Thanks for specifying that you don't have any scoring in effect.  That 
was my first thought.

There's three additional factors that apply.  I'd guess one or more is/
are what you are seeing here.

First, it's worth noting that in collapsed threads, the unread count is 
the count of NOT SHOWN unread posts.  If the visible post is ITSELF 
unread, it won't be included in that number.  Thus, for example if an 
entire thread with 10 posts is unread, the number in parenthesis beside 
the initial post will be (9), because the initial post itself is shown -- 
there's 9 /hidden/ posts marked unread that will be shown if the thread 
is expanded.

That throws me off occasionally as well, because I intuitively expect it 
to be the total unread count for the (sub)thread, including the displayed 
header if that message too is unread.

Second, note that for multi-part posts, generally of large binary 
attachments, pan transparently combines them into one for display.  So a 
message with 100 individual parts to combine to get the attachments, will 
display as a single post.[1]  Before pan actually fetches the group 
overview file, all it sees is that the highest post sequence number for 
that group is N higher than it was the previous time, and it simply does 
the math to deduce how many posts there are between the two.  But once 
pan fetches the overview file, it can do this combining, which will 
reduce the number of unread posts, sometimes significantly, particularly 
for binary groups.

But that mostly applies to binary groups, where multi-part posts are 
common.  In text groups these don't appear so often, so this is unlikely 
to explain discrepancies there.


Which brings me to number three, the most common reason (once #1 is 
accounted for) for such discrepancies in low-traffic text groups, where 
they're most likely to be noticed.

As mentioned in passing above, put in simple terms the way news works is 
that when a client first asks about a newsgroup, it gets a reply that 
gives some information about the group and the articles the server has 
for that group.  This information includes the post sequence numbers for 
the earliest available post, the low water mark, and the newest available 
post, the high water mark.  For subscribed groups, a news client 
typically remembers the high water mark from the last time it connected, 
and can then do the math to deduce the POSSIBLE number of unread articles 
available.  (Of course, if its the first time you visited the group or if 
you haven't visited in awhile and everything from before is already 
expired, so the low water mark is higher than the remembered high water 
mark, the available posts are only those between the earliest and the 
latest that the server has.)

*BUT*, for various reasons, while the post sequence numbers are indeed in 
sequence, ever increasing, a server DOES NOT NECESSARILY have ALL the 
posts in a particular range available.  A user may have canceled or 
superseded a post, for instance, or the server may apply spam filters 
after assigning sequence numbers, deleting articles from the middle of 
the sequence.  It's actually quite common for larger news service 
providers to have dedicated incoming post machines that assign the 
sequence numbers, before forwarding the posts to filter machines that 
filter out the spam, thus creating holes in the sequence, which then 
forward on to the front-ends that the users and their news clients 
actually connect to.  In such a setup, it's also quite possible for the 
posts to appear at the front-ends in out-of-sequence order, such that say 
# 43561 and 43562 appear before # 43553-43560.  Then # 43557 and 43559 
are filtered as spam, and # 43554 is canceled by the original poster, 
leaving posts numbered 43553,43555-43556,43558 and 43560, appearing after 
# 43562, which all the while is still the high-water-mark.  And # 43554 
might appear, then disappear when the cancel gets processed.

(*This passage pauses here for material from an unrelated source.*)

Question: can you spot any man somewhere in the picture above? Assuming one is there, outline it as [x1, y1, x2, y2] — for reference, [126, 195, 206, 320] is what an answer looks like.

When pan first checks that group, it'll see # 43562 as the high-water-
mark and do the math, displaying the resulting unread count.  Then when 
it fetches the actual overview file, pan learns what messages are 
actually available.  The number of unread messages can then drop, or 
possibly go up if there's more backfills then new message number gaps.  
Then later, when you actually try to fetch those messages, messages in 
the overview may now be unavailable.  Old ones may have expired, or maybe 
someone canceled a message, or perhaps a scanner detected copyrighted 
content and issued a takedown, or futher spam-filtering was applied.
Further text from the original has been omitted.